Is this the best America has to offer? Is this what we really want China's experience with the USA to be? I was dumbfounded. It makes me mad even now just thinking about it. America has so much more to share than we showed off at this pavilion. Why not showcase the ingenuity and creativity of our startup culture? Show new companies changing the world through business means. Why not show some of our founding documents with their dramatic and powerful language of equality and prosperity for all? If you want to stick with the Hollywood theme of the pavilion, why not have a display with the highlights of the best of American cinema and music? Really anything would have been better than selling the floor space to these corporate "donors."...

The bottom line is that I left the USA pavilion with the impression that money gets you anywhere in America..."

The Post's Pomfret put the question directly to pavilion organizer Lavin: why?

Frank Lavin, who is the chairman for Public Affairs for Asia Pacific at Edelman, said that decision was made on purpose. "We're trying not to be provocative," said Lavin, who was the chairman of the steering committee for the U.S. pavilion. He said there had been a "wide-ranging debate" among the corporate sponsors and other members of the committee about what type of message the pavilion should have. Other choices, he said, were "sustainability" and "teamwork."
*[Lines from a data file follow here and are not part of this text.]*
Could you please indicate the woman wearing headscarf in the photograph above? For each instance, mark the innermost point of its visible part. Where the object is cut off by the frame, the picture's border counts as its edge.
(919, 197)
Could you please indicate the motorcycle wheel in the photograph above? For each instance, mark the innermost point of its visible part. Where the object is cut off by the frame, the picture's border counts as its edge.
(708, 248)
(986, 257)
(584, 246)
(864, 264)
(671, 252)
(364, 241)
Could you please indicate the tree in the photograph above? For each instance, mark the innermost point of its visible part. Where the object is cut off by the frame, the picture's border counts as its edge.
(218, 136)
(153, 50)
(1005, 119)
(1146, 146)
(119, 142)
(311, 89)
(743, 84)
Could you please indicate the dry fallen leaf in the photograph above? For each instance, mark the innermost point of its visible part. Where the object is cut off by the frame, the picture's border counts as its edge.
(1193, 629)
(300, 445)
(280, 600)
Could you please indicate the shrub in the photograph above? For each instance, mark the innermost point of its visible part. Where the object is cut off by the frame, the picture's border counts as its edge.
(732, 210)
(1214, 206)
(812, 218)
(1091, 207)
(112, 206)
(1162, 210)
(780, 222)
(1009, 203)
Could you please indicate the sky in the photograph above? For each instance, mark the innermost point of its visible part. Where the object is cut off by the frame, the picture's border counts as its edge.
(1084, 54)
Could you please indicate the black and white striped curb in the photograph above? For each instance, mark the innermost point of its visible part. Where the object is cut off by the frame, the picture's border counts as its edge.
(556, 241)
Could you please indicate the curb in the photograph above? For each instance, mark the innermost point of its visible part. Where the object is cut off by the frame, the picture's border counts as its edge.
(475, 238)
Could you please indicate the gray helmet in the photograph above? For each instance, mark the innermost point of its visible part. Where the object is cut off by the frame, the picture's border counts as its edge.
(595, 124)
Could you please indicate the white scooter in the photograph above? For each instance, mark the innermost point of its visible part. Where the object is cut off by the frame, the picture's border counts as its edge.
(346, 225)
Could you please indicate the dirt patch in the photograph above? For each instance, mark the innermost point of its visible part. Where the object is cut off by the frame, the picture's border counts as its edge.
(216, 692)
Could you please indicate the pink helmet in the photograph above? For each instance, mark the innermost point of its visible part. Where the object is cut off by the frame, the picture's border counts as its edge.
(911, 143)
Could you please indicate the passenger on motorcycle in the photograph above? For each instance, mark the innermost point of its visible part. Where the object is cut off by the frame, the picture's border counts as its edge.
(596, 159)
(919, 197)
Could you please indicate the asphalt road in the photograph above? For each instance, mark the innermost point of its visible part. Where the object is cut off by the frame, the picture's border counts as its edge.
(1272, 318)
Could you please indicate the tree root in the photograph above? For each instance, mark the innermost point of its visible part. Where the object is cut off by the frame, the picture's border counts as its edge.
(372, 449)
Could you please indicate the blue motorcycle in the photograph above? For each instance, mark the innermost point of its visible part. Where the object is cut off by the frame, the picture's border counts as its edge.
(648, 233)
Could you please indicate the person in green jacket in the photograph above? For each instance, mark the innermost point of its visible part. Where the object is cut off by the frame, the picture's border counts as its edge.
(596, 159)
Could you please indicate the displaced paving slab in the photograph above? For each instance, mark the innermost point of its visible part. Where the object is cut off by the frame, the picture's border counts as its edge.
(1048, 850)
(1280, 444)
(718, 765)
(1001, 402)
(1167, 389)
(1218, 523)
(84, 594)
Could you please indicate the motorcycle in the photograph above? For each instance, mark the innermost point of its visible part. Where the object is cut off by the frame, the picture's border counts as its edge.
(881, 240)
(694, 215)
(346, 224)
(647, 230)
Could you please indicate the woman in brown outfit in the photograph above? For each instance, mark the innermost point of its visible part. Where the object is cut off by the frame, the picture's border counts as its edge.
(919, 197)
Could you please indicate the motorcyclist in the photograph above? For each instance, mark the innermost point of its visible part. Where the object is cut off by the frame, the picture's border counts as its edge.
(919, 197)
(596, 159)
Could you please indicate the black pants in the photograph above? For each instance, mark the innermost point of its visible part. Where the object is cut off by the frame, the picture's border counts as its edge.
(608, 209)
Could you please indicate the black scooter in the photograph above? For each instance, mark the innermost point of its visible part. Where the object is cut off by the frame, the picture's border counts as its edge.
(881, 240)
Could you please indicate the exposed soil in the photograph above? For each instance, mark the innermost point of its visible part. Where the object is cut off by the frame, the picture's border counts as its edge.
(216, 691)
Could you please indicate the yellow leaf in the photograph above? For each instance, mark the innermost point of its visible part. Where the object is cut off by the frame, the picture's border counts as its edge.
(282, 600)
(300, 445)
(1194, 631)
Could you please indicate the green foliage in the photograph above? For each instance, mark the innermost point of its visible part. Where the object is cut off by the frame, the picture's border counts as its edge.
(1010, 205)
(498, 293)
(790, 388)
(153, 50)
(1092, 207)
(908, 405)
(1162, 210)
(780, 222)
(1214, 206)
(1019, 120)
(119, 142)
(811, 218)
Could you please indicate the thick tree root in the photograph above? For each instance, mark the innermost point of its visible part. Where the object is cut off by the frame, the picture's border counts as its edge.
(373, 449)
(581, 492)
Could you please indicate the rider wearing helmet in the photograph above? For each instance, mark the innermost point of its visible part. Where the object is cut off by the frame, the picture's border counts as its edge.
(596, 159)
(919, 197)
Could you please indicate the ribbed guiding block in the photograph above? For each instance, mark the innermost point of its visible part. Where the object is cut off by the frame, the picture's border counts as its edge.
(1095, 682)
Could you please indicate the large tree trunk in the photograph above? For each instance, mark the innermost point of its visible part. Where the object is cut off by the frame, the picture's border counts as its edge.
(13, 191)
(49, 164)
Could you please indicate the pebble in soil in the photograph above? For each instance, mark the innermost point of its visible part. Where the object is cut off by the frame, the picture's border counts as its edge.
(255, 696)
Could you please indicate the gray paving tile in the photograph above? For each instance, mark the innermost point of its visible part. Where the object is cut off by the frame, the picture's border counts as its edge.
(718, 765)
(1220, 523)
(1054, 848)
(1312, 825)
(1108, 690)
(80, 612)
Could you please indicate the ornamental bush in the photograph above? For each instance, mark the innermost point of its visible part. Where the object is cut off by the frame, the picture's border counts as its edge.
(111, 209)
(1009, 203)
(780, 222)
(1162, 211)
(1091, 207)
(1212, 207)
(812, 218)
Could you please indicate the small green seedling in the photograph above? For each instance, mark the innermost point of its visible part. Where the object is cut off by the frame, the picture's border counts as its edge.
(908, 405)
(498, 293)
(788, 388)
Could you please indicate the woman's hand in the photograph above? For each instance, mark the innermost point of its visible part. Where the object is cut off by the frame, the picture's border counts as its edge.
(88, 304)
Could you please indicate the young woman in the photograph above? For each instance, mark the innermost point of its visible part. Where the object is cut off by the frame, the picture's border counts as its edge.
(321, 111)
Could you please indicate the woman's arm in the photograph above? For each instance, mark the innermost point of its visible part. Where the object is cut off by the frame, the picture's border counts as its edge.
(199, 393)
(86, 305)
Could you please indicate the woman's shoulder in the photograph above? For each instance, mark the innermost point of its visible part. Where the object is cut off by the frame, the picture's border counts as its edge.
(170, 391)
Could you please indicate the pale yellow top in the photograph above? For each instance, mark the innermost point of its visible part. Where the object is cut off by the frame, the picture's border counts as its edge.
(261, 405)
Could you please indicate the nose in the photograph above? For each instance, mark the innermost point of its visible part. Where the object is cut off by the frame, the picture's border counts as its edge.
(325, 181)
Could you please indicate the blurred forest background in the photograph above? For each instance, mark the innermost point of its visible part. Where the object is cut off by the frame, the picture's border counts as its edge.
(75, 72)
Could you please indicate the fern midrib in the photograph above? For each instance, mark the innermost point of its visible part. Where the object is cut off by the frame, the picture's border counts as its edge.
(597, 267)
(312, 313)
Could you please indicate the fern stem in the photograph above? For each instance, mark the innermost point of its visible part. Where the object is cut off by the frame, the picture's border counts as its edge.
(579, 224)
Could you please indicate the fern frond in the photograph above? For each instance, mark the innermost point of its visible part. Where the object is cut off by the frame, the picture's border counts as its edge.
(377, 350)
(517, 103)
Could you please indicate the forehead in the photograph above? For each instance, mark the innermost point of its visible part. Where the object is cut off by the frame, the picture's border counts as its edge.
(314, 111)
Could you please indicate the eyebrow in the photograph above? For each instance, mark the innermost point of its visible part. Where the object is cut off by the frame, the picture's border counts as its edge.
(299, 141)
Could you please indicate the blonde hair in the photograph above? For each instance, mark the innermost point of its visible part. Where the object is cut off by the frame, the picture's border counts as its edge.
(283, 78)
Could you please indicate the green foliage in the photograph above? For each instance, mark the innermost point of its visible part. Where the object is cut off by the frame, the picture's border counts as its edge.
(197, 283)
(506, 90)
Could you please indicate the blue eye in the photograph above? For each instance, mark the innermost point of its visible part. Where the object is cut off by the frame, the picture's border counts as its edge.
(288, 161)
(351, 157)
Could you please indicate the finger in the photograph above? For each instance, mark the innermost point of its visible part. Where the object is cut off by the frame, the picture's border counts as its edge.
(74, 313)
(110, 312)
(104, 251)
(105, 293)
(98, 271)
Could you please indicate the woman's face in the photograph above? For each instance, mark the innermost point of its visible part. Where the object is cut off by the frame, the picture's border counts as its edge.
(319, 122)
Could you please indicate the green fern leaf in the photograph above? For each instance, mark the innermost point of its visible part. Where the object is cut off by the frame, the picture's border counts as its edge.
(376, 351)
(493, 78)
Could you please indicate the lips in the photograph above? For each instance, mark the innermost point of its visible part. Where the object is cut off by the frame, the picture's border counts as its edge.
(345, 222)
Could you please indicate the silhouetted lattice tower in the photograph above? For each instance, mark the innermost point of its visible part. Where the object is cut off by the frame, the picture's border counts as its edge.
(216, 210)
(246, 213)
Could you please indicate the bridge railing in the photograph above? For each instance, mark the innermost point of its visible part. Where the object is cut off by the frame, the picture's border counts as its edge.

Too bad, because sustainability is one of the "Better City, Better Life" Expo's main themes. Oil companies, big-box retailers, and sugar water vendors are hardly the ones to be speaking for America in this venue. However, they're the only ones represented in the US Pavilion.

According to hearsay making the expat rounds, the whole mess has caused ruptures among the various parties involved: the organizers, Commissioner General Villarreal (nominally responsible for the US Pavilion, but brought in too late to do much about it), the consular staff (a shifty crew who muscled this deal), the local American Chamber of Commerce (a favorite target for expats' darts), the sponsors, (err, marketing partners), State Department staff at home (not one of whom has a clue about Expos or pavilions), the Expo hosts (who have millennial-long memories), and not least of all, Hillary Clinton herself.

After all, the failure of the US Pavilion would threaten her main public-diplomacy privatizing scheme, the Global Partnership Initiative run by friend Elizabeth Bagley and modeled on the (Bill) Clinton Global Initiative. Amid rumors that she is a one-term Secretary of State, Clinton will not want to jeopardize the vehicle that together with Bill's network, elevates the pair to a position of supreme importance in the world of power, the first King and Queen of the World.

Can you imagine if we hadn't been there?

• • •

While I was writing this entry, Adam Minter was publishing his own observations regarding the Clinton visit on his Shanghai Scrap blog In it he posts a link to his "Reporter's Guide to the USA Pavilion." Press dudes and dudettes, read it. This is a big story over most American's cognitive horizon. Bring it home.